OsmanOsman

Osman

14 Nisan 1997 – Pazartesi

“Osman, Murat gelmiş seni çağırıyor bi bak annem.” Osman annesini duyunca televizyon başından kalktı ve balkondan baktı. Aşağıdaki Murat’tı.

“Osman hadi gel pisiklet sürek, taşlığa gideriz, bostandan salatalık toplayıp tuz döküp yerik.”

Osman alelacele aşağıya inip bisikletini çıkardı. Murat ile yarışarak bisikletlerini sürmeye başladılar. Arkasından annesi “İkindi ezanı okununca eve gelin oldu mu çocuklar” diye seslendi. Bostana doğru giderken Ayşe teyzenin evinin önünde durdular.

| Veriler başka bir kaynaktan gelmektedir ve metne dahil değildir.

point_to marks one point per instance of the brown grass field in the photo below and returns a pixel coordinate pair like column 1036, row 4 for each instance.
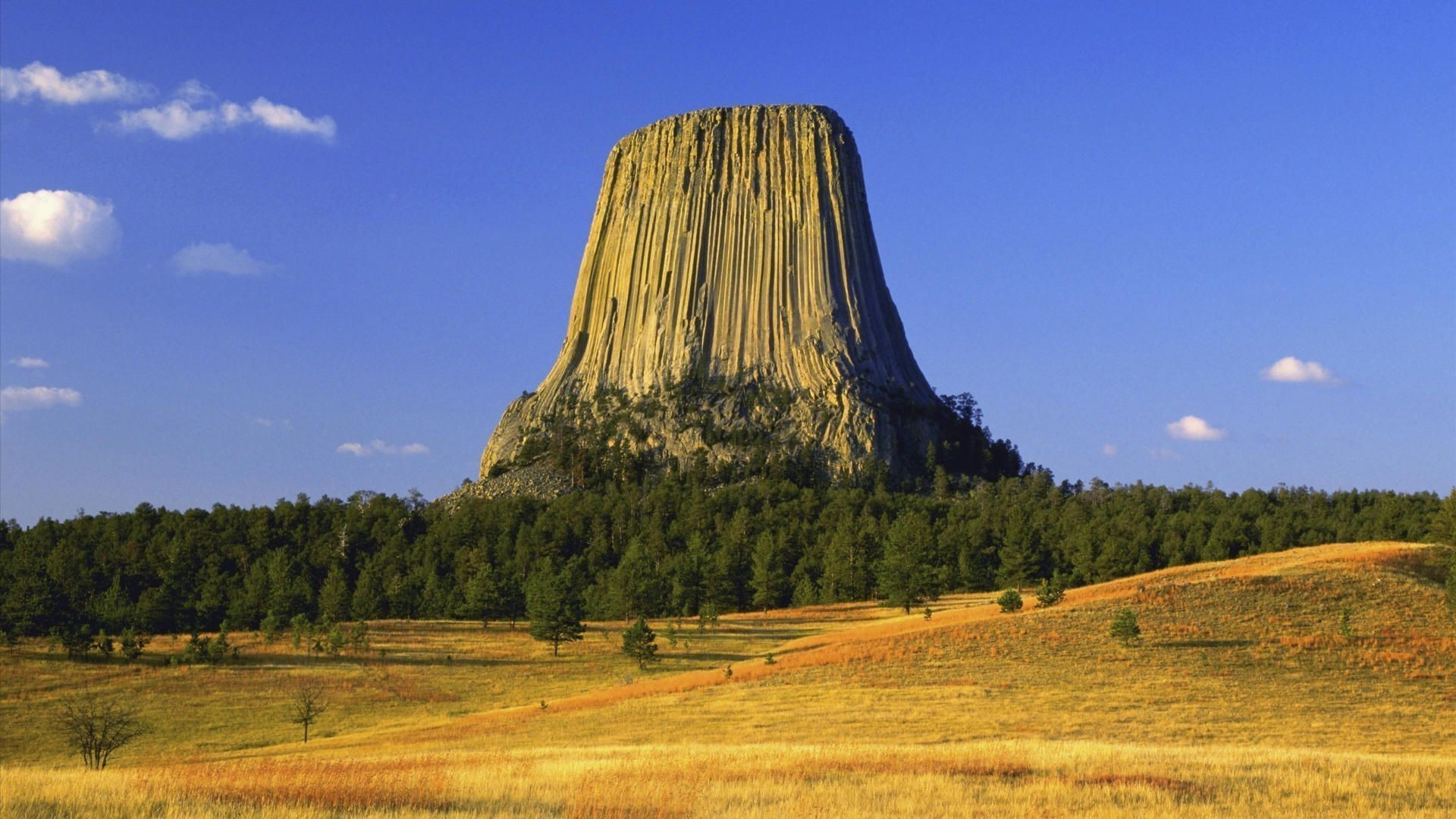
column 1251, row 692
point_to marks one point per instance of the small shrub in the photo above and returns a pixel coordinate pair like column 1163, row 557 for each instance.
column 1009, row 601
column 639, row 643
column 96, row 727
column 306, row 706
column 334, row 642
column 708, row 617
column 302, row 632
column 271, row 627
column 1050, row 592
column 1125, row 627
column 133, row 645
column 359, row 637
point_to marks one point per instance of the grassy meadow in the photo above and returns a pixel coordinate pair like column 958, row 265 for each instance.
column 1315, row 681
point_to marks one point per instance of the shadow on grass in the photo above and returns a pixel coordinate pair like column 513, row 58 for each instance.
column 1201, row 645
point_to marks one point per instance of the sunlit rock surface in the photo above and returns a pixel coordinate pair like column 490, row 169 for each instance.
column 731, row 295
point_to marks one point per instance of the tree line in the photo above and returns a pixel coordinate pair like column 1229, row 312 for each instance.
column 666, row 545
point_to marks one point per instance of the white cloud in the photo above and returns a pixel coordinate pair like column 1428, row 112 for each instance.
column 381, row 447
column 38, row 80
column 1291, row 369
column 182, row 118
column 174, row 120
column 194, row 91
column 19, row 398
column 1193, row 428
column 291, row 120
column 204, row 257
column 55, row 226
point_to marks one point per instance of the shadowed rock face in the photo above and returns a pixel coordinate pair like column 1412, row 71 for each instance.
column 731, row 259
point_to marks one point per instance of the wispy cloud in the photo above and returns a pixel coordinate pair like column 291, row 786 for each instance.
column 55, row 226
column 20, row 398
column 190, row 115
column 204, row 257
column 1193, row 428
column 1293, row 371
column 381, row 447
column 42, row 82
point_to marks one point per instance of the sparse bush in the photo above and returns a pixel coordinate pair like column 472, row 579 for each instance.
column 639, row 643
column 1009, row 601
column 334, row 642
column 359, row 637
column 306, row 703
column 1451, row 579
column 76, row 640
column 302, row 632
column 98, row 727
column 210, row 651
column 1125, row 627
column 271, row 627
column 1050, row 592
column 708, row 617
column 133, row 643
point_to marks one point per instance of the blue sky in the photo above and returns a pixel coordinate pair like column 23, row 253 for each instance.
column 277, row 229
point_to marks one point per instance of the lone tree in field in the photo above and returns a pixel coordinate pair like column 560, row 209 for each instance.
column 308, row 704
column 639, row 643
column 96, row 727
column 1009, row 601
column 905, row 572
column 554, row 608
column 1126, row 629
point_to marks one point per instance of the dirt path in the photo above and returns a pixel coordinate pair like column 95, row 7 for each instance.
column 861, row 640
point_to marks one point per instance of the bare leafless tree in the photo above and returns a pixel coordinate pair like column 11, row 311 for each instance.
column 308, row 703
column 95, row 727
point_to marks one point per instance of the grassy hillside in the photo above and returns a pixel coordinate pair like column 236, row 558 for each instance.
column 1313, row 681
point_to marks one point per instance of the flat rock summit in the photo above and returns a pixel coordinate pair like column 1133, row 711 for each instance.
column 730, row 297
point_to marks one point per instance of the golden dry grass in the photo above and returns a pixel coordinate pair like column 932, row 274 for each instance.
column 1248, row 695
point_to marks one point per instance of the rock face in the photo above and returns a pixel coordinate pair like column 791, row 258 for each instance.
column 731, row 295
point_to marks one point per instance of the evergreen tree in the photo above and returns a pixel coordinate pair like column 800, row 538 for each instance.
column 482, row 596
column 554, row 608
column 905, row 576
column 334, row 596
column 639, row 643
column 769, row 580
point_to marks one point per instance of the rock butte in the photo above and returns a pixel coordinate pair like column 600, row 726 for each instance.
column 733, row 248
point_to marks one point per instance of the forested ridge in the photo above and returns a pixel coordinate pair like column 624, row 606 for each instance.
column 666, row 545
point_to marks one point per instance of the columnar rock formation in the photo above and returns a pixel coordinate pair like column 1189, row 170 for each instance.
column 730, row 292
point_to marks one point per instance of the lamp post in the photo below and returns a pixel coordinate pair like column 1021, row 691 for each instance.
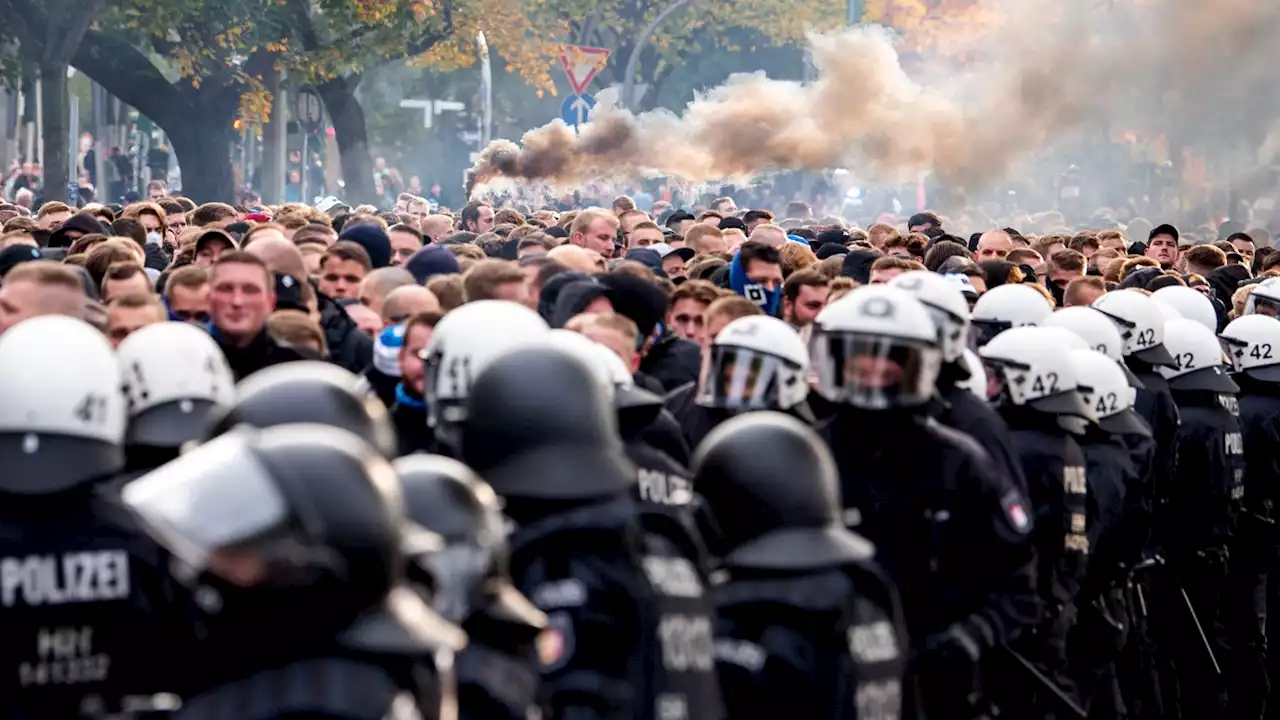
column 641, row 40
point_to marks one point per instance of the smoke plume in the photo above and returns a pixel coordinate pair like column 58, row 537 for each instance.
column 1045, row 69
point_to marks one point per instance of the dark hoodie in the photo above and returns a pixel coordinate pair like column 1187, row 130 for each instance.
column 83, row 223
column 574, row 297
column 551, row 290
column 858, row 265
column 374, row 240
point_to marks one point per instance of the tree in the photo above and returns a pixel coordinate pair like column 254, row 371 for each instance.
column 49, row 32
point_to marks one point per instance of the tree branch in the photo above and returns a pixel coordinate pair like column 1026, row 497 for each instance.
column 128, row 74
column 80, row 23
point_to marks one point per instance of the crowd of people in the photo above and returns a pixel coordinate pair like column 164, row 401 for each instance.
column 666, row 464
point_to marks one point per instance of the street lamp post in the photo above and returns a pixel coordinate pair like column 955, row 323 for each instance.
column 629, row 82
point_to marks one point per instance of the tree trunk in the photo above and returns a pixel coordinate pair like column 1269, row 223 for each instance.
column 204, row 155
column 352, row 136
column 54, row 115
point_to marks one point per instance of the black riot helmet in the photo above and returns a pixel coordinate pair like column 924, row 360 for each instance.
column 292, row 538
column 310, row 392
column 773, row 495
column 540, row 427
column 470, row 574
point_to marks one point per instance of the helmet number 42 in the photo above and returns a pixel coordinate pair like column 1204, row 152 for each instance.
column 92, row 409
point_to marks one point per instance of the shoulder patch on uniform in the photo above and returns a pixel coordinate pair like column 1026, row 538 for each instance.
column 568, row 592
column 743, row 654
column 1015, row 510
column 556, row 643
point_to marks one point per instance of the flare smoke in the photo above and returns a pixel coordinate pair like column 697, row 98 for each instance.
column 1046, row 69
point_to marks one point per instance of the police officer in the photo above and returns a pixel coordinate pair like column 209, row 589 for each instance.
column 808, row 625
column 960, row 408
column 464, row 343
column 1005, row 306
column 1203, row 502
column 927, row 496
column 1095, row 642
column 659, row 479
column 291, row 538
column 629, row 618
column 1033, row 384
column 498, row 671
column 87, row 611
column 1253, row 349
column 176, row 379
column 755, row 363
column 1142, row 324
column 310, row 392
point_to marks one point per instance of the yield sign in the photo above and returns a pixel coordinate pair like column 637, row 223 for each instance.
column 581, row 63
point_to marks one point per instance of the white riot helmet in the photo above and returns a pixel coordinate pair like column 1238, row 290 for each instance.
column 1107, row 395
column 1141, row 323
column 1191, row 304
column 755, row 363
column 1011, row 305
column 1198, row 363
column 876, row 349
column 977, row 379
column 1252, row 345
column 62, row 415
column 1098, row 332
column 462, row 345
column 946, row 305
column 176, row 379
column 1265, row 299
column 1032, row 368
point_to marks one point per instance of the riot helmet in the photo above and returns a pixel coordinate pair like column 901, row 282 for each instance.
column 62, row 414
column 176, row 379
column 539, row 425
column 1141, row 323
column 876, row 349
column 755, row 363
column 772, row 495
column 310, row 392
column 946, row 305
column 291, row 534
column 1011, row 305
column 470, row 573
column 1032, row 368
column 1252, row 345
column 462, row 345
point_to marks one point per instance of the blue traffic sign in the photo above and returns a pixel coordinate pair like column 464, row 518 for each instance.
column 576, row 109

— Şu kadın da ölüp gidecek ama bahçesindeki meyvelerden bi tane bile koklatmaz.
— Biz hep çaldığımız için laf ediyodur, geçenlerden babamla geldiydik kendi bi sepette meyve getirdi.
— Vayyy, bunun garezi bize demek…
— Niissee be hadi gidek yolumuza yoksa ikindiye dönemezsek ya tezek ya terlik yiyecez.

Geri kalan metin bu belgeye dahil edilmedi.